Corría el año 2005 y, en plena campaña electoral para las autonómicas, el entonces conselleiro de Sanidade, José Manuel González, desembarcó en el Hospital do Salnés para anunciar la ampliación del centro sanitario, una demanda que la población pedía desde la misma inauguración del edificio y a la que ya se habían sumado también los médicos, que reconocían que el hospital estaba colapsado. El conselleiro popular proclamó entonces a los cuatro vientos que la Xunta iba a invertir 5,6 millones de euros en la ampliación del edificio, que tendría unidad de cuidados intensivos, dos nuevos quirófanos, cuarenta camas a mayores y más consultas externas. Calculaba que todo ello estaría operativo en el 2007.
Modesto Pose respondió entonces que «o centro vaise ampliar, pero farémolo nós». El máximo representante del PSOE por la provincia de Pontevedra tenía razón, pero solo en parte. Porque fue verdad que la coalición entre el PSOE y el BNG consiguió desbancar al PP de la Xunta, y que el equipo de María José Rubio, nueva conselleira de Sanidade, tenía en mente mejorar los servicios del hospital comarcal.
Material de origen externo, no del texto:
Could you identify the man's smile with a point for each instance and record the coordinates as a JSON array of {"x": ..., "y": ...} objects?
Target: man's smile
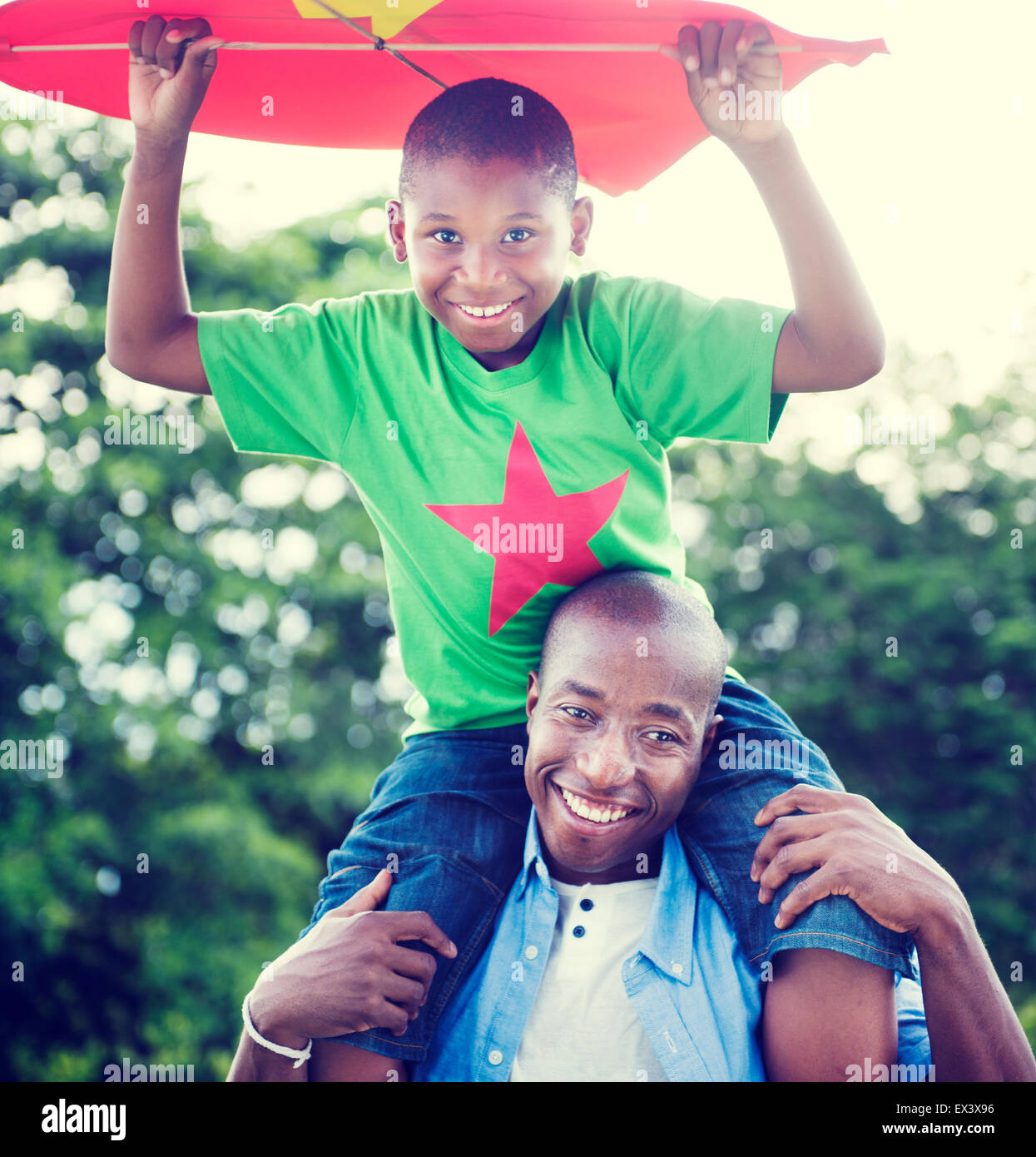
[{"x": 587, "y": 815}]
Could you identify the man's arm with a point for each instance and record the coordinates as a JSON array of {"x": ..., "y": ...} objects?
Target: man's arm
[
  {"x": 348, "y": 975},
  {"x": 833, "y": 339},
  {"x": 973, "y": 1029},
  {"x": 825, "y": 1011}
]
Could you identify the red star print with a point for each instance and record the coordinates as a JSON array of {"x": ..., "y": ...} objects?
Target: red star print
[{"x": 536, "y": 536}]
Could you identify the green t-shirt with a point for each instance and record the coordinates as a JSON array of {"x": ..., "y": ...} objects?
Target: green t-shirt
[{"x": 495, "y": 493}]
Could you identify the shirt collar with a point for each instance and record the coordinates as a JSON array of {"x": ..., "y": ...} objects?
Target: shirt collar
[
  {"x": 533, "y": 862},
  {"x": 668, "y": 935}
]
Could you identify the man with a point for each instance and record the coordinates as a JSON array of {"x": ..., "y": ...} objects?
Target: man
[{"x": 608, "y": 961}]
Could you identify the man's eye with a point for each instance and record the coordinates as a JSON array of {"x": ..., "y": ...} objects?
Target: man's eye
[{"x": 583, "y": 714}]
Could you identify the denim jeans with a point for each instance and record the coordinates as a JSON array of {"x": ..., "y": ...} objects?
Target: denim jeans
[{"x": 449, "y": 818}]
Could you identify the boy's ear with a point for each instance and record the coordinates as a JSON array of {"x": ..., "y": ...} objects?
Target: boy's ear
[
  {"x": 397, "y": 229},
  {"x": 582, "y": 222}
]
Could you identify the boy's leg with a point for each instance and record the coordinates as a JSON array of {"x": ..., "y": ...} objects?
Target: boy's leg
[
  {"x": 449, "y": 818},
  {"x": 759, "y": 752}
]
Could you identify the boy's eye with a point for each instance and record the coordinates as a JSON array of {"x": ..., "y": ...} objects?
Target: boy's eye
[{"x": 450, "y": 236}]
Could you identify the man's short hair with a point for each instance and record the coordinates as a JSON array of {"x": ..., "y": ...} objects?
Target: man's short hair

Pero como el proyecto del PP no les valía y había que revisarlo, la mayor parte de los cuatro años escasos en los que gobernaron se dedicaron a la redacción del plan funcional y demás trámites necesarios. Solo al final empezaron las obras, con la construcción de una nueva planta. Las elecciones los cogieron con las grúas levantadas, con la constructora a punto de quebrar y con las demás buenas intenciones en aire: la ampliación de urgencias y la creación de nuevas consultas. Y perdieron.
Alberto Núñez Feijoo nombró conselleira de Sanidade a Pilar Farjas, y en la primera reunión que mantuvo con los jefes de área del hospital, defendió su derecho a revisar lo que habían hecho sus antecesores, de los que, por lo visto, se fía tanto como antes lo había hecho Rubio de quien le precedió en el cargo. Por eso ahora Farjas quiere estudiar de nuevo las necesidades, los presupuestos, la coordinación, los recursos... Es decir, lo que ya se hizo en otras dos ocasiones. Y uno se pregunta dos cosas. La primera: ¿Por qué no le vale el proyecto del 2005, que ya era del PP? Y la segunda: ¿Cuánto dinero se va a gastar en la revisión de la revisión?